MotherDuck
Overview
DuckDB is an in-process SQL OLAP database management system and this destination is meant to use locally if you have multiple smaller sources such as GitHub repos, some social media and local CSVs or files you want to run analytics workloads on. This destination writes data to the MotherDuck service, or to a file on the local filesystem on the host running Airbyte.
For file-based DBs, data is written to /tmp/airbyte_local
by default. To change this location, modify the LOCAL_ROOT
environment variable for Airbyte.
Destinations V2
This destination implements Destinations V2, which provides improved final table structures. It's a new version of the existing DuckDB destination and works both with DuckDB and MotherDuck.

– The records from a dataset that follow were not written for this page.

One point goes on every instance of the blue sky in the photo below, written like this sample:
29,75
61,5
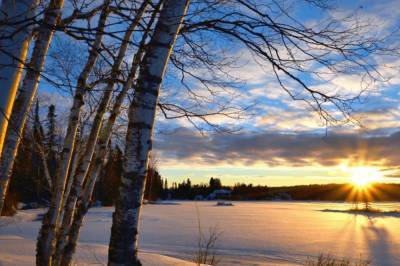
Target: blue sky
280,141
259,153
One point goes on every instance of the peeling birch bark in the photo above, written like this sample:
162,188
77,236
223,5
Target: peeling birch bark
47,235
14,43
124,232
84,164
100,153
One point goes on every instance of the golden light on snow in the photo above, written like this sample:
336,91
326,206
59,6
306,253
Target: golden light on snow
361,177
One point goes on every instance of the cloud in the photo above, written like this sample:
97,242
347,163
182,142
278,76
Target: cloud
277,149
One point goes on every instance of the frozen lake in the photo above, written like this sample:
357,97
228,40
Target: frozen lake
251,233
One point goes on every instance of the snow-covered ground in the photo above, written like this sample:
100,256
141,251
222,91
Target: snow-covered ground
251,233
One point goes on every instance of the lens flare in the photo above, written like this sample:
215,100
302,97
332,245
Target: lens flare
363,176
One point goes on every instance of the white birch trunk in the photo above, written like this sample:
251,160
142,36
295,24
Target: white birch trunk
124,232
100,153
84,164
47,235
26,95
15,35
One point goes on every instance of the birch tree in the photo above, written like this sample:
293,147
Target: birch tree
100,153
84,164
15,35
124,231
47,235
27,93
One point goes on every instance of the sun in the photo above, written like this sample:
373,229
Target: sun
361,177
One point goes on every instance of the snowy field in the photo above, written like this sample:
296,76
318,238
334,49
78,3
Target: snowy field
251,233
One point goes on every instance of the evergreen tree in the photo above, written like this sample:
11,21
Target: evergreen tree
107,187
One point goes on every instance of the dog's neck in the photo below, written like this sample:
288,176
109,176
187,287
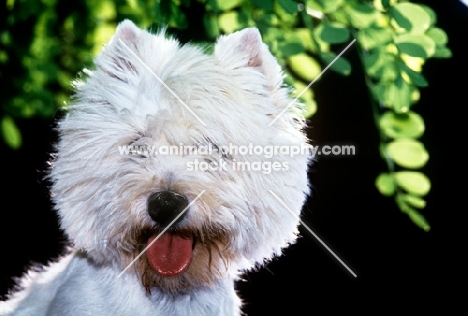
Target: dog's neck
110,295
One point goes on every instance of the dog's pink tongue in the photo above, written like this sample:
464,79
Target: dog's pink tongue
170,254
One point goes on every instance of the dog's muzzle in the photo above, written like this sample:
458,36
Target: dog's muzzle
165,206
169,253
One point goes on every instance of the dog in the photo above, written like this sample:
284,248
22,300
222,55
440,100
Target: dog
169,234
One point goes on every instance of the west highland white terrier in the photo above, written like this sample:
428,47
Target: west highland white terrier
160,232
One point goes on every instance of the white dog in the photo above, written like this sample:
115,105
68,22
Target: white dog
158,233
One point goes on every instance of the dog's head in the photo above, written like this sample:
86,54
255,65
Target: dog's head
187,156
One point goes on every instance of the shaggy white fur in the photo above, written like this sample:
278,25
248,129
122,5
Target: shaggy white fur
110,202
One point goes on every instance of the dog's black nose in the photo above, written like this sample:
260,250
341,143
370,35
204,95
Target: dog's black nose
165,206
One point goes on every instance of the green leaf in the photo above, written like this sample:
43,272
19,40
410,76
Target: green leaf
361,15
394,125
305,66
380,65
223,5
330,6
415,77
341,65
408,153
401,96
306,97
289,6
232,21
442,52
415,45
264,4
10,132
374,37
305,37
332,33
385,184
291,48
211,24
175,17
413,182
411,17
438,36
414,201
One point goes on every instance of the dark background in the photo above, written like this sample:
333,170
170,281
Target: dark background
397,264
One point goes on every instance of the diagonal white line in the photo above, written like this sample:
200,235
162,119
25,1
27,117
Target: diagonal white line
310,230
160,234
312,82
162,82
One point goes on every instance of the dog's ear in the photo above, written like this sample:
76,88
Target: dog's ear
116,58
245,48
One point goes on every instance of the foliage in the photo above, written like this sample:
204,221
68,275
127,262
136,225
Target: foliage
44,44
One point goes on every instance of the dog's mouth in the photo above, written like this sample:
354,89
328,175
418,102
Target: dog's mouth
170,254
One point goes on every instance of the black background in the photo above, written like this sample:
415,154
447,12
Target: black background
397,264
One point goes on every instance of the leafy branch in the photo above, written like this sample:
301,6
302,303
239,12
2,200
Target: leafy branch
394,40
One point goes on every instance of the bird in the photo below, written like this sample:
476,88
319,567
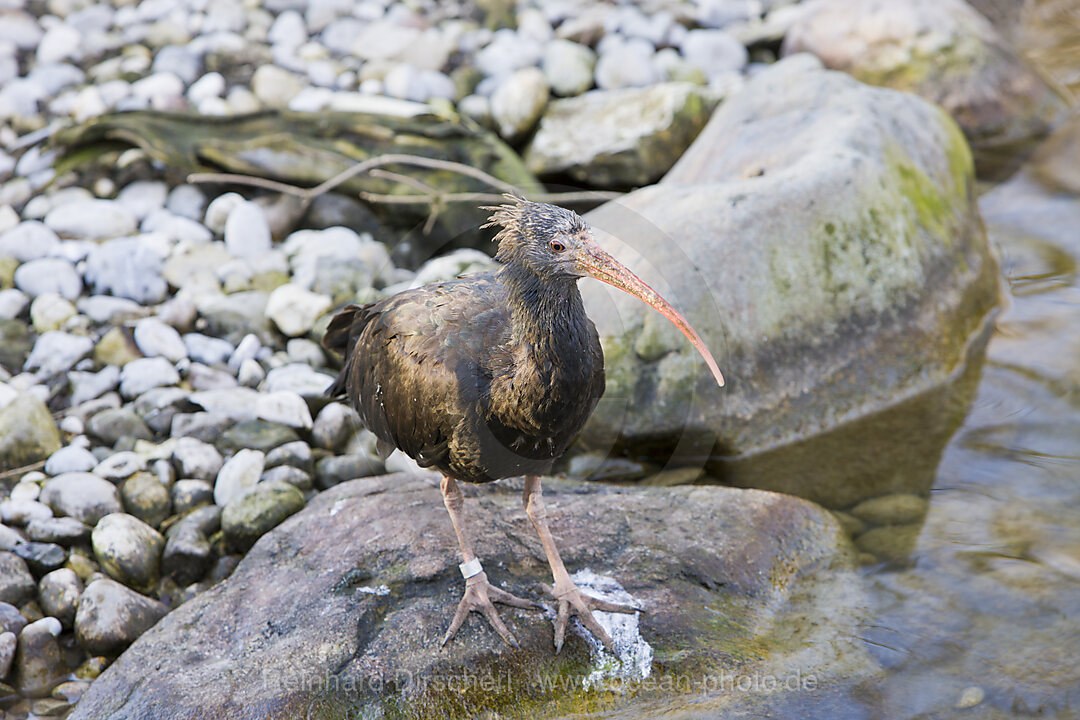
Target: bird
491,376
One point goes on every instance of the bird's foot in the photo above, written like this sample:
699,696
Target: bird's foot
478,597
571,600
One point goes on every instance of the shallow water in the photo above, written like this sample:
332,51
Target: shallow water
981,619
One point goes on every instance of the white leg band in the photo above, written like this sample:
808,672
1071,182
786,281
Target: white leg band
471,568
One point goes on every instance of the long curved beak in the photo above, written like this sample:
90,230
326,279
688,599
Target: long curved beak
596,262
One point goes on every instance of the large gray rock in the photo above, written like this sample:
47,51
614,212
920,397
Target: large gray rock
358,588
618,137
823,239
27,432
946,52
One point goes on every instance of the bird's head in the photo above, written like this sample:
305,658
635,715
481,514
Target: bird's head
556,244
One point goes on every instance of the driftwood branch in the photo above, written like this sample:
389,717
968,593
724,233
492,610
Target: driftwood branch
427,194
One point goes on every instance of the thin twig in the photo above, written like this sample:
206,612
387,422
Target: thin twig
430,195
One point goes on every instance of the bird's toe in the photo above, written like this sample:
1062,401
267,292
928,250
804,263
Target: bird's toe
478,597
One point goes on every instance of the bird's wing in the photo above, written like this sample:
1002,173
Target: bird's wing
414,361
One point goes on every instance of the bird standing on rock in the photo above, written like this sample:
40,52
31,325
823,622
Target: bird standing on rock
491,376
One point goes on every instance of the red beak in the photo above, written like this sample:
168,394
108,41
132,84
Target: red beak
598,263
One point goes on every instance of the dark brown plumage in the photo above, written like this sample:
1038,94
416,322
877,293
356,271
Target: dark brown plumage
493,375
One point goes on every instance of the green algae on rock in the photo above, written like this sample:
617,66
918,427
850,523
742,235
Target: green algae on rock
28,433
339,610
823,238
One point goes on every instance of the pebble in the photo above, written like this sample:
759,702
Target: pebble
57,352
13,302
107,309
275,86
90,385
300,379
153,338
120,466
205,349
70,459
111,616
41,557
188,493
246,231
16,583
8,643
568,67
58,594
39,664
715,52
247,517
91,218
144,197
53,275
29,240
61,530
145,374
334,425
50,311
146,498
83,497
518,102
626,64
294,454
240,473
21,512
295,310
127,549
126,269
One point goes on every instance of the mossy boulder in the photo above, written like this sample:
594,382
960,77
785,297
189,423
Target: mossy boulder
822,236
339,611
619,138
946,52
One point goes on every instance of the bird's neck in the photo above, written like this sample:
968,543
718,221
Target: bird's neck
545,313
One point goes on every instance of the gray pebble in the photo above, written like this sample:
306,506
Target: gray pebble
127,269
16,583
44,275
120,465
57,352
111,616
81,496
145,374
127,549
205,349
58,595
153,338
91,218
70,459
188,494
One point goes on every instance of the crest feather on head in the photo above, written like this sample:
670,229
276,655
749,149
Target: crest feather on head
508,216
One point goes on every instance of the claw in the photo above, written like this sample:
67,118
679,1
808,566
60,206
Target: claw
572,601
480,595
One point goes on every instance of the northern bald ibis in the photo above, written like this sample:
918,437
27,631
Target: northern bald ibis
491,376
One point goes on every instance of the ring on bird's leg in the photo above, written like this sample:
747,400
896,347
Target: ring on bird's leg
480,595
471,568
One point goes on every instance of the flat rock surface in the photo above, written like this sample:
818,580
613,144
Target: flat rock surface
340,609
822,236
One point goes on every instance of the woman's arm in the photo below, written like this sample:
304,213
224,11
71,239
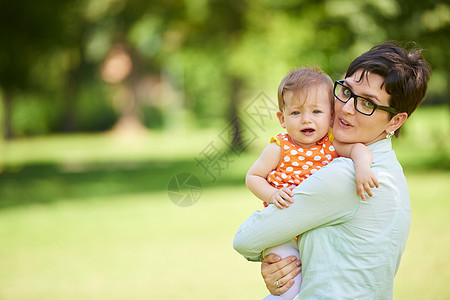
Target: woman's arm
325,198
256,178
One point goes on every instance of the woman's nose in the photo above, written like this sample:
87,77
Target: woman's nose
349,107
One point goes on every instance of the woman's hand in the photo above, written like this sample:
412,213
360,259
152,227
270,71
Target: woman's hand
282,197
282,271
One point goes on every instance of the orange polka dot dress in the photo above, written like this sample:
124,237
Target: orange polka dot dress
298,163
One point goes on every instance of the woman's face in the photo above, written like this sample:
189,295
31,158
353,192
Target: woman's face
349,125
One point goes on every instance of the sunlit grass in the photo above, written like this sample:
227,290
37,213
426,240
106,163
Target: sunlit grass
142,246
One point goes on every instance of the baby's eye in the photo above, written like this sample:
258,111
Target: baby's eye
346,92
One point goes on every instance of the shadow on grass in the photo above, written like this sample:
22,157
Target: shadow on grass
48,183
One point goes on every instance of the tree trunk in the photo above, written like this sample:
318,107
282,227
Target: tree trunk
237,139
7,113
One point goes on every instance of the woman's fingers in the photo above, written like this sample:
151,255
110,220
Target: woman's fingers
278,271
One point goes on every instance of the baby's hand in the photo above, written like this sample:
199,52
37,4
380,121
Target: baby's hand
282,197
364,182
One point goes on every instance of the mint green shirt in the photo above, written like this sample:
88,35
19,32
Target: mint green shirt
350,249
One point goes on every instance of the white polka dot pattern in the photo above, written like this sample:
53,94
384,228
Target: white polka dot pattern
294,168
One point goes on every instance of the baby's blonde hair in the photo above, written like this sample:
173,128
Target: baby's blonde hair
301,80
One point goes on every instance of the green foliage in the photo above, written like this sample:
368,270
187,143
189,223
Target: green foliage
214,52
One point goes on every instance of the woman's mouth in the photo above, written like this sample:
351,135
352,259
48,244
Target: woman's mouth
345,123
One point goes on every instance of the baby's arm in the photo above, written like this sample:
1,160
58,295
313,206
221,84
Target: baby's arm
256,178
362,158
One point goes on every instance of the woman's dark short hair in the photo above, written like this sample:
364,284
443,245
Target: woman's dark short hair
406,73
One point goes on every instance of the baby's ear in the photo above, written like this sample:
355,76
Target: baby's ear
280,117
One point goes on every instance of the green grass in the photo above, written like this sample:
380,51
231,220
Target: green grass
89,217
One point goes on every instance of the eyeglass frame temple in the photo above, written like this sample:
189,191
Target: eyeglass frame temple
355,96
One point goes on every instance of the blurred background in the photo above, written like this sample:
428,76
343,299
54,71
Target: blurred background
127,127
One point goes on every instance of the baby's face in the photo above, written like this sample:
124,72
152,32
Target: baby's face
307,115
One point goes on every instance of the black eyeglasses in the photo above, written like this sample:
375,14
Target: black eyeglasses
362,105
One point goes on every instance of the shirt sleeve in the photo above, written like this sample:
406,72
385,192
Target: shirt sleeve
326,198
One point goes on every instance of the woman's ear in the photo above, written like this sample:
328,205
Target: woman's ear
397,121
280,116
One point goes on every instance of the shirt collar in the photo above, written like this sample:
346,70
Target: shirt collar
383,145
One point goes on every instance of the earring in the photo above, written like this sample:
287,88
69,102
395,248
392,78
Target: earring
390,134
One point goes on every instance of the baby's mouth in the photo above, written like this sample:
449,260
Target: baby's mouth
345,123
308,131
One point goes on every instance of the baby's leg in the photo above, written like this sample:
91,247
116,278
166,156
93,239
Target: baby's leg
284,250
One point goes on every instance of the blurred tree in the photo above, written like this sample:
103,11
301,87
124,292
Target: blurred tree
204,56
28,31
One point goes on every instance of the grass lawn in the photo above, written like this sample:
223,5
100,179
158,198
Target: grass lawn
89,217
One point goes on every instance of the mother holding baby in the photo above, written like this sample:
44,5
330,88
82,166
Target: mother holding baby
349,248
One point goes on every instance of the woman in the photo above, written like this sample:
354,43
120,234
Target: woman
350,249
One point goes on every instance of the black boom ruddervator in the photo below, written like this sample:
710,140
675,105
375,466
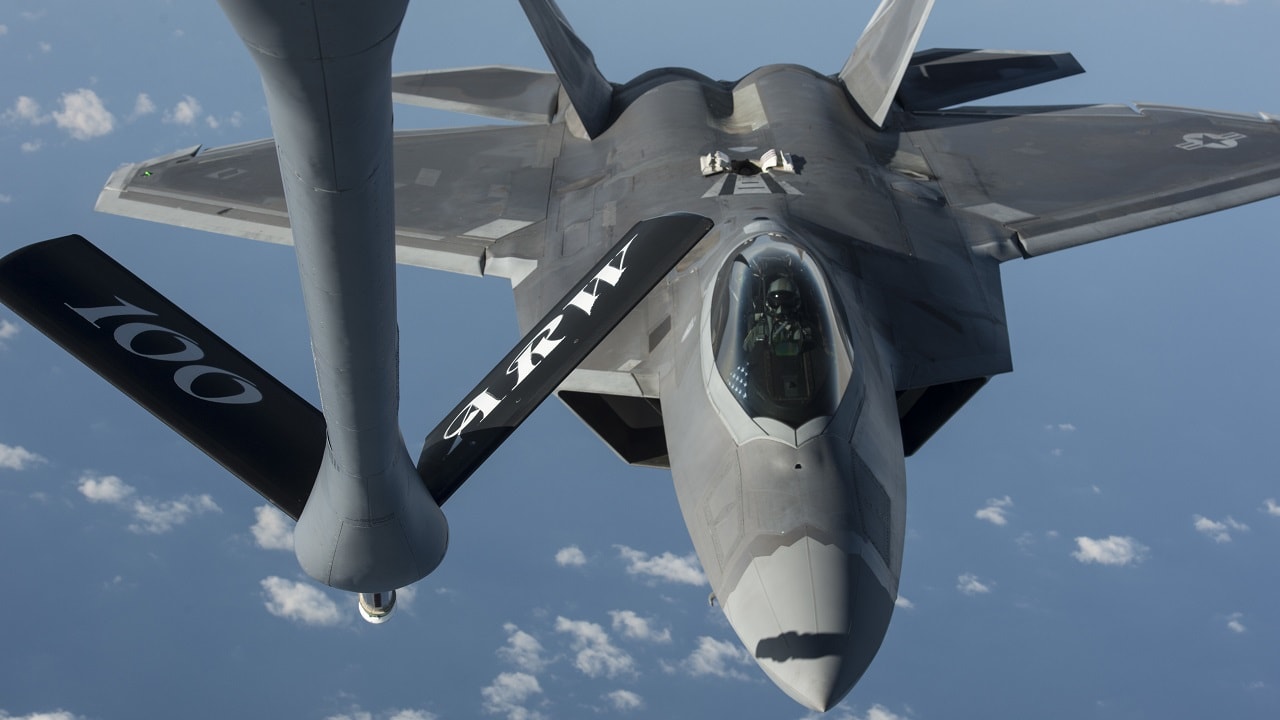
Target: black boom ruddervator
257,428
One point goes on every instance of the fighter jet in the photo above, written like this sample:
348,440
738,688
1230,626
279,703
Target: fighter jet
778,287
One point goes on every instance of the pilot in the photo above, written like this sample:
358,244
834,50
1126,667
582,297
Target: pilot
782,323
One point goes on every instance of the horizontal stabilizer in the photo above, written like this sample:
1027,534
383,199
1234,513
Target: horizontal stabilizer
588,91
547,355
167,361
882,54
940,78
507,94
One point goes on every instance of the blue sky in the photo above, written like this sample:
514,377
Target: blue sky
1091,537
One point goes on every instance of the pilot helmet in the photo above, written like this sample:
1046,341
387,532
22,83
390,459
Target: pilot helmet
782,296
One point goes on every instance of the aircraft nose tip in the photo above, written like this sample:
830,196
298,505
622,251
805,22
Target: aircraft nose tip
813,616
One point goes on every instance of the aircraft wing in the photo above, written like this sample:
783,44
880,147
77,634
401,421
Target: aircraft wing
462,196
1050,178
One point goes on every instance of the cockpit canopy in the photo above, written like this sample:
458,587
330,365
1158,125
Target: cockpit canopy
776,335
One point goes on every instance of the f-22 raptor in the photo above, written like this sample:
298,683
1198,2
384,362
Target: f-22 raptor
778,287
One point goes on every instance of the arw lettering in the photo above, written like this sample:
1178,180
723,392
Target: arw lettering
543,343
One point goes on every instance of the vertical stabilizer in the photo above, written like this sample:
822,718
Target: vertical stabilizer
882,54
588,91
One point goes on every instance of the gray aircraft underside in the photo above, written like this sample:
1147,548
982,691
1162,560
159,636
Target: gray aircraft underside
846,302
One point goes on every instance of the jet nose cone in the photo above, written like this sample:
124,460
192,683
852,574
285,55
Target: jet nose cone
813,616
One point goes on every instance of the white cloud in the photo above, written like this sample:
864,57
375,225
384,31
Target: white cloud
624,701
522,650
508,693
996,510
664,566
53,715
150,515
156,516
597,655
1112,550
355,714
876,712
83,115
17,458
1233,623
1217,531
26,110
969,583
105,488
142,105
184,113
717,657
410,714
635,627
570,556
272,529
300,602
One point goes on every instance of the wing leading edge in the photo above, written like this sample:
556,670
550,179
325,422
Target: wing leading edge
465,199
1051,178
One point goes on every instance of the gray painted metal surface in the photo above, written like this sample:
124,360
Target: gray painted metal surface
369,525
845,305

Learn more about what's new in Destinations V2 here.
Use with MotherDuck
This DuckDB destination is compatible with MotherDuck.
Specifying a MotherDuck Database
To specify a MotherDuck-hosted database as your destination, simply provide your database uri with the normal md:
database prefix in the destination_path
configuration option.
We do not recommend providing your API token in the md:
connection string, as this may cause your token to be printed to execution logs. Please use the MotherDuck API Key
setting instead.
Authenticating to MotherDuck
For authentication, you will use your MotherDuck Access Token.
Sync Overview
Output schema
Each table will contain at least the following columns:
_airbyte_raw_id
: a uuid assigned by Airbyte to each event that is processed._airbyte_extracted_at
: a timestamp representing when the event was pulled from the data source._airbyte_meta
: a json blob storing metadata about the record.
In addition, columns specified in the JSON schema will also be created.
Features
Feature | Supported | |
---|---|---|
Full Refresh Sync | Yes | |
Incremental - Append Sync | Yes | |
Incremental - Append + Deduped | Yes | |
Typing and Deduplication | Yes | |
Namespaces | No | |
Data Generations | No |
Performance consideration
This integration will be constrained by the speed at which your filesystem accepts writes.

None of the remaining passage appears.